GRAYSON —
Identified two years ago as being one of Kentucky’s lowest-performing schools, East Carter High has improved enough to gain the notice of the state’s top education official.
Education Commissioner Terry Holliday sent East Carter a message noting it is in the top 10 in the state in increasing its college and career readiness numbers.
In a year, from 2011 to 2012, the school went from 27 percent of its students being considered college- or career-ready on graduation to 66 percent.
The 39-percentage-point increase is hugely significant in light of new state accountability standards that focus on college and career readiness.
East Carter has improved by other measures too, according to Principal Larry Kiser. From test scores being in the bottom 5 percent in the state when designated a persistently low achieving school, it now places in the 71st percentile.
It has done so through a combination of new and tough educational guidelines and the assistance of an educational recovery staff of experts.
The recovery staff, which includes specialists in mathematics and English, is headed by Julia Rawlings, a Fleming County educator who has had teaching positions, school and district administrative posts and state appointments, including a stint as a highly skilled educator for the Kentucky Department of Education.
As a mentor to Kiser and faculty, Rawlings evaluates curriculum, assessments and other facets of the educational process at East Carter.
One of the chief emphases is on student engagement, according to Rawlings. “If students are engaged, hands-on, minds-on, they are more apt to hold the content,” she said.
It starts with maximizing class time by assigning work that starts the moment students walk into the classroom, setting learning targets, and using regular assessments to monitor each student’s progress.
Among tactics for engaging students is issuing them notebooks through which they take part in East Carter’s emphasis on using data to steer its improvement. Students record test scores, graph their progress and take notes on their class performance.
“We have become one of the most data-driven schools in the district,” Kiser said.
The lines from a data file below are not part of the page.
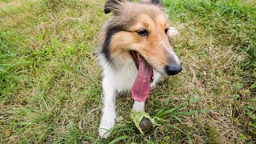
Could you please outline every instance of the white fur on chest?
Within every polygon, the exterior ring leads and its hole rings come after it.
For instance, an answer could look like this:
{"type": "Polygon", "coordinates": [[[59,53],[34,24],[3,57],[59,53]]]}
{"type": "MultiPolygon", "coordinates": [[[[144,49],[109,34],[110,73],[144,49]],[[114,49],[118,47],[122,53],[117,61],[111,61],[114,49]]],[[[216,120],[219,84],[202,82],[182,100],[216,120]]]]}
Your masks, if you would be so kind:
{"type": "MultiPolygon", "coordinates": [[[[109,64],[102,63],[103,66],[103,83],[113,86],[118,93],[123,90],[130,90],[137,78],[138,70],[133,60],[125,62],[118,70],[114,70],[109,64]]],[[[160,74],[154,70],[154,81],[150,84],[153,88],[160,78],[160,74]]]]}

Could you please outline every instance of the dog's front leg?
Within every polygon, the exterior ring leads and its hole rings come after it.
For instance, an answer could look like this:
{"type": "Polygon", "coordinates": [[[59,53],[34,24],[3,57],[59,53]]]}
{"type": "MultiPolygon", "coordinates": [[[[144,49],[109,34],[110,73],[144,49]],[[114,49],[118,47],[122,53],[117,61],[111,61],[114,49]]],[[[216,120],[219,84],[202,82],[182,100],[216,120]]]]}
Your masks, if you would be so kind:
{"type": "Polygon", "coordinates": [[[103,110],[98,134],[101,138],[108,138],[110,129],[114,126],[116,90],[110,85],[110,81],[105,78],[102,81],[103,110]]]}

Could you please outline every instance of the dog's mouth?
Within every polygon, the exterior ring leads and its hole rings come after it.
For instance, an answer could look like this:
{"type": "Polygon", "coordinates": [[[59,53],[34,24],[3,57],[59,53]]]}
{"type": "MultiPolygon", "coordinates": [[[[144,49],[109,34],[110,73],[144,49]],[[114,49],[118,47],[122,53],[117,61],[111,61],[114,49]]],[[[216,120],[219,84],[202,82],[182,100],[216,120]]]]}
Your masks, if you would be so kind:
{"type": "Polygon", "coordinates": [[[149,97],[154,75],[153,68],[137,51],[131,50],[130,53],[138,69],[138,75],[131,89],[131,96],[134,101],[142,102],[149,97]]]}

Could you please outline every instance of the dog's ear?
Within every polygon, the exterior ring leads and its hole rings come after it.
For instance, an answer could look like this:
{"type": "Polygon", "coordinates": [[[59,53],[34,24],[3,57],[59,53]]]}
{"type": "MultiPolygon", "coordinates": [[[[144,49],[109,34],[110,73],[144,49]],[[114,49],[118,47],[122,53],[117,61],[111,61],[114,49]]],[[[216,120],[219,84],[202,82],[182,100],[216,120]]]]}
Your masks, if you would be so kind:
{"type": "Polygon", "coordinates": [[[118,12],[120,10],[120,6],[123,6],[123,3],[126,0],[106,0],[104,12],[105,14],[113,12],[118,12]]]}
{"type": "Polygon", "coordinates": [[[142,0],[144,3],[152,3],[154,5],[161,5],[160,0],[142,0]]]}

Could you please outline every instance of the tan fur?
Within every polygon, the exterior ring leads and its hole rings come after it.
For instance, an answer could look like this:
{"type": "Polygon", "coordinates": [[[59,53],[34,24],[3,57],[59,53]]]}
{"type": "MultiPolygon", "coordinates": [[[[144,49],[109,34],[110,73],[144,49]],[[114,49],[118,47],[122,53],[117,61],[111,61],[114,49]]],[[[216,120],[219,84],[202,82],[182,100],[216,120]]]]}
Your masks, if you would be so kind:
{"type": "Polygon", "coordinates": [[[106,37],[104,29],[109,26],[129,26],[126,30],[116,33],[111,38],[110,56],[116,65],[125,62],[120,61],[120,58],[132,58],[129,52],[136,50],[154,68],[163,69],[170,62],[170,54],[165,46],[172,49],[165,34],[165,29],[169,27],[166,14],[154,5],[124,2],[115,6],[114,16],[104,26],[101,36],[103,36],[103,40],[106,37]],[[148,36],[142,37],[137,34],[138,30],[142,29],[149,31],[148,36]]]}

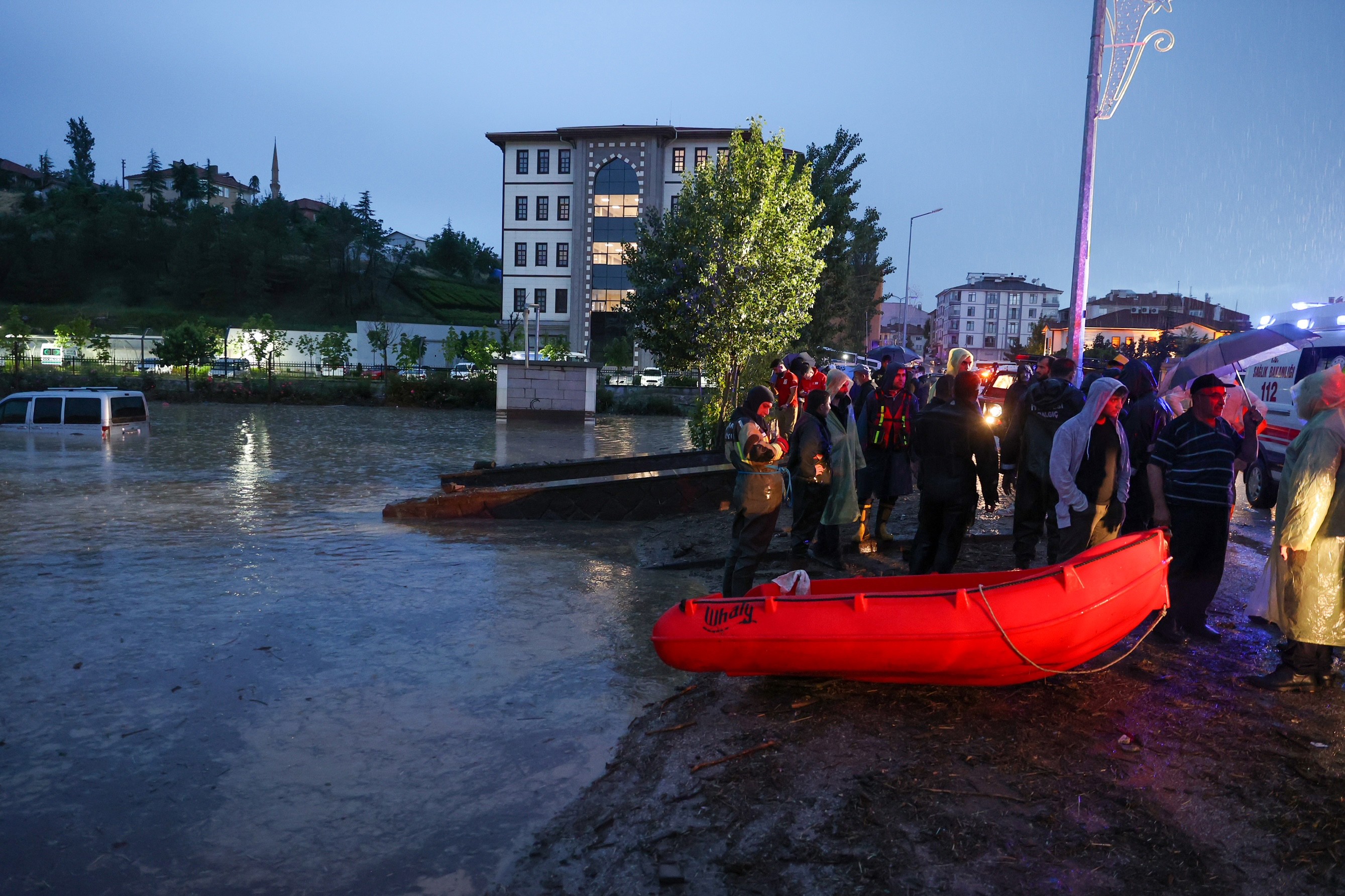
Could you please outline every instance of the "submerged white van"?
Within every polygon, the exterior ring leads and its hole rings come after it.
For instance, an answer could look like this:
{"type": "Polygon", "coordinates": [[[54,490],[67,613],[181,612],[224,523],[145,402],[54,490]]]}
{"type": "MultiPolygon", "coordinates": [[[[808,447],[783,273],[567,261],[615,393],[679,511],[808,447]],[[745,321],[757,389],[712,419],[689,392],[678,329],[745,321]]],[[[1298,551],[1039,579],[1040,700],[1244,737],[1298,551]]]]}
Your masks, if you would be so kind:
{"type": "Polygon", "coordinates": [[[0,433],[149,435],[144,392],[110,386],[15,392],[0,402],[0,433]]]}
{"type": "Polygon", "coordinates": [[[1279,497],[1279,473],[1284,466],[1284,449],[1306,426],[1294,410],[1294,399],[1290,395],[1294,384],[1328,367],[1345,367],[1345,314],[1337,316],[1337,312],[1345,312],[1345,305],[1295,309],[1262,318],[1262,325],[1276,321],[1295,324],[1321,333],[1321,339],[1307,348],[1290,349],[1252,364],[1243,373],[1247,390],[1268,407],[1266,429],[1256,439],[1259,446],[1256,462],[1243,473],[1247,501],[1252,506],[1275,506],[1275,498],[1279,497]]]}

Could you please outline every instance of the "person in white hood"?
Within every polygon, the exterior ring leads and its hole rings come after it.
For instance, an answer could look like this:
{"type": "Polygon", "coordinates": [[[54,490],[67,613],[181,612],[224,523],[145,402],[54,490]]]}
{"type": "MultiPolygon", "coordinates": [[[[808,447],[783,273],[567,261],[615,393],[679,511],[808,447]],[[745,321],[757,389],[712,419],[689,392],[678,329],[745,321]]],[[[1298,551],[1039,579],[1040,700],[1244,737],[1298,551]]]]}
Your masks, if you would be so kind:
{"type": "Polygon", "coordinates": [[[1102,376],[1088,390],[1088,402],[1061,423],[1050,443],[1050,484],[1060,501],[1060,559],[1067,560],[1120,532],[1130,497],[1130,446],[1120,408],[1126,387],[1102,376]]]}

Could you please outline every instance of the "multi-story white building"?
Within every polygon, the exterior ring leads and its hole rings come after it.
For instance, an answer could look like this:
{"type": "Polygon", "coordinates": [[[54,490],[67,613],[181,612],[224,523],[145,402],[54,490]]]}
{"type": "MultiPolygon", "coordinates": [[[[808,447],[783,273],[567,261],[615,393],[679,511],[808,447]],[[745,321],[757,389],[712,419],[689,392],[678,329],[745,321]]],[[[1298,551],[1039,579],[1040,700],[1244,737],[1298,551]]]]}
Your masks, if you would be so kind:
{"type": "Polygon", "coordinates": [[[601,360],[624,336],[616,314],[631,281],[623,255],[635,220],[672,208],[682,173],[728,153],[729,128],[617,125],[490,133],[503,152],[502,321],[535,305],[542,336],[601,360]]]}
{"type": "Polygon", "coordinates": [[[1042,318],[1060,312],[1061,290],[1018,274],[967,274],[967,282],[937,296],[931,351],[944,359],[955,347],[970,348],[978,361],[1007,360],[1026,345],[1042,318]]]}

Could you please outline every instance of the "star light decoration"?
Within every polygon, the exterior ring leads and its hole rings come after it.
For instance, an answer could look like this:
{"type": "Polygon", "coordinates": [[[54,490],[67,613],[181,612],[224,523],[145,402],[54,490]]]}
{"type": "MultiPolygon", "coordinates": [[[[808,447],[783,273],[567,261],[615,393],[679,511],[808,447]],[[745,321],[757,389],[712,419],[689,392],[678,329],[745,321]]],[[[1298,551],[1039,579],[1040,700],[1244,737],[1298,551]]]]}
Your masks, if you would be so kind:
{"type": "Polygon", "coordinates": [[[1107,83],[1098,98],[1098,118],[1111,118],[1120,105],[1120,99],[1130,87],[1130,79],[1135,77],[1139,67],[1139,58],[1145,55],[1145,47],[1154,44],[1155,52],[1167,52],[1173,48],[1176,38],[1171,31],[1158,28],[1150,31],[1143,38],[1139,32],[1145,28],[1145,19],[1151,12],[1171,12],[1171,0],[1112,0],[1107,7],[1107,43],[1103,48],[1110,55],[1107,64],[1107,83]]]}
Planning is made on 30-day, 60-day and 90-day schedules, which make it flexible enough to change at almost a moment’s notice if teachers and administrators see a piece of the plan is not working well enough.
“It makes us look at what we are doing to achieve our goals,” Rawlings said. The goals also are more specific and whatever doesn’t get done in the 30-day plan rolls over to the 60-day time frame.
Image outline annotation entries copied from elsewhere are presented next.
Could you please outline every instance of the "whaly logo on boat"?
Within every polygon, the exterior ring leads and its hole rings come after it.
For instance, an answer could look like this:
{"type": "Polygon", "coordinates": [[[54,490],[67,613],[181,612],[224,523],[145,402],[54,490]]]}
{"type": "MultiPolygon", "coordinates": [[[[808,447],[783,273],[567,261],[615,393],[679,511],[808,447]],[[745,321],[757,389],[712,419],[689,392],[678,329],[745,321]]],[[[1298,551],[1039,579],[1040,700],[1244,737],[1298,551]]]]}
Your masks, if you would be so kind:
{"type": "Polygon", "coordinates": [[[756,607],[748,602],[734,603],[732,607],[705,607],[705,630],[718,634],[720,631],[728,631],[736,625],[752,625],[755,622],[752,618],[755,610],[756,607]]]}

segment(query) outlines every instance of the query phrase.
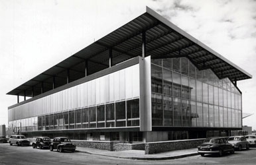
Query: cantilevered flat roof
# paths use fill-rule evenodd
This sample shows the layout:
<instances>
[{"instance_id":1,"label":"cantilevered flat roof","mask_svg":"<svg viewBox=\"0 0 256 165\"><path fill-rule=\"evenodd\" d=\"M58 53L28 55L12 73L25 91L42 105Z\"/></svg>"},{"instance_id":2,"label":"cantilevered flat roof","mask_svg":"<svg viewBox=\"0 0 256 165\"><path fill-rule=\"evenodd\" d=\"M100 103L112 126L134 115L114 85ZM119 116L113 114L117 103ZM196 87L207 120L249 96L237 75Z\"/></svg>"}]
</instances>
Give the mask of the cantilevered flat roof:
<instances>
[{"instance_id":1,"label":"cantilevered flat roof","mask_svg":"<svg viewBox=\"0 0 256 165\"><path fill-rule=\"evenodd\" d=\"M147 7L146 12L123 26L61 61L47 71L9 92L7 94L31 96L41 93L42 82L44 91L66 82L67 70L70 81L85 75L85 61L88 74L91 75L109 67L109 50L112 63L116 65L141 55L142 33L146 33L145 56L152 59L186 57L200 70L211 69L220 78L231 81L251 79L252 76L222 56L197 39Z\"/></svg>"}]
</instances>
Recovery leaders are asking both staff and students to list both achievements and barriers to learning, and use what they hear to improve the educational and testing process, Rawlings said.
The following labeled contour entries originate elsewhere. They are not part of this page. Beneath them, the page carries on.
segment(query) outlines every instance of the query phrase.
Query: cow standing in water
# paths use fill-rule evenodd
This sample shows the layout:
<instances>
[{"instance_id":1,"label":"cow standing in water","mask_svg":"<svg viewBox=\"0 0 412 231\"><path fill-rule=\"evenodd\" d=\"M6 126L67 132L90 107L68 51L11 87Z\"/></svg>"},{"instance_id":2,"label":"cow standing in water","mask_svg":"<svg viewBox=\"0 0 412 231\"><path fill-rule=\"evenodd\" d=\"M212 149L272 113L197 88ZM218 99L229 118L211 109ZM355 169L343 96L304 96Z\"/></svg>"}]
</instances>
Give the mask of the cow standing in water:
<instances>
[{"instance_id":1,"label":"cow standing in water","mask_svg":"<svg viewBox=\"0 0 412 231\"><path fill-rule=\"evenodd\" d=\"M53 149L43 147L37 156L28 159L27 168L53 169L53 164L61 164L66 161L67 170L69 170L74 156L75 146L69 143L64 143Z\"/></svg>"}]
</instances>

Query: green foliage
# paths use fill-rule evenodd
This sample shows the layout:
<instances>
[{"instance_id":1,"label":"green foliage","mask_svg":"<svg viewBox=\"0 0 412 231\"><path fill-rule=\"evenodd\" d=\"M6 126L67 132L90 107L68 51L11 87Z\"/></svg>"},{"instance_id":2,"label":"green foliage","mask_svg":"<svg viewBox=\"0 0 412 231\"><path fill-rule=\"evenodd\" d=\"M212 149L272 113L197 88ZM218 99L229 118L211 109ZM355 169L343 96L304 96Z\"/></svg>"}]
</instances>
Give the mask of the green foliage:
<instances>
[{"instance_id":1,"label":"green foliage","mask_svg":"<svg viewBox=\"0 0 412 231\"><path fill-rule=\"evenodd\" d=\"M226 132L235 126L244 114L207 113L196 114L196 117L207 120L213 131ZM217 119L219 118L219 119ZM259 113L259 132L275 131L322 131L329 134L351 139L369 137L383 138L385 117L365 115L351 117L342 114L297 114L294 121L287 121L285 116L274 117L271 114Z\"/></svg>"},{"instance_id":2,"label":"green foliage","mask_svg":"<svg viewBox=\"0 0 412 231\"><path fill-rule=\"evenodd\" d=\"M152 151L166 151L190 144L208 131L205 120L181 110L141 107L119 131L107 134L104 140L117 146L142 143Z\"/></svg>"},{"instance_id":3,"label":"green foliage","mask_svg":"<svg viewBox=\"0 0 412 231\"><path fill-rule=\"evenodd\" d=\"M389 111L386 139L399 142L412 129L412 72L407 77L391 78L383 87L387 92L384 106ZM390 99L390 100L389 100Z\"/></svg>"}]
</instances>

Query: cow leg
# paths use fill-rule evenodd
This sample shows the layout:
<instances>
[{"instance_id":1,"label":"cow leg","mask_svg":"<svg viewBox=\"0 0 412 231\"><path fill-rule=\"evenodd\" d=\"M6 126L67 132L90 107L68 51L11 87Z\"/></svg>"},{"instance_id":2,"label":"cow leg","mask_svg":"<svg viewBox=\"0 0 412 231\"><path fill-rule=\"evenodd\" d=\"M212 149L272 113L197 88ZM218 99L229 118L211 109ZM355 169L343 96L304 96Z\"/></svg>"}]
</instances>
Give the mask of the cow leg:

“Everything you do can be improved on,” Superintendent Ronnie Dotson said.
A school leadership team meets every other week. During the first year of the recovery it met weekly. It consists of school administrators, recovery staffers, central office administrators, and department heads.
The state will perform its next assessment of the school at the end of January and East Carter will continue its turnaround process for another year.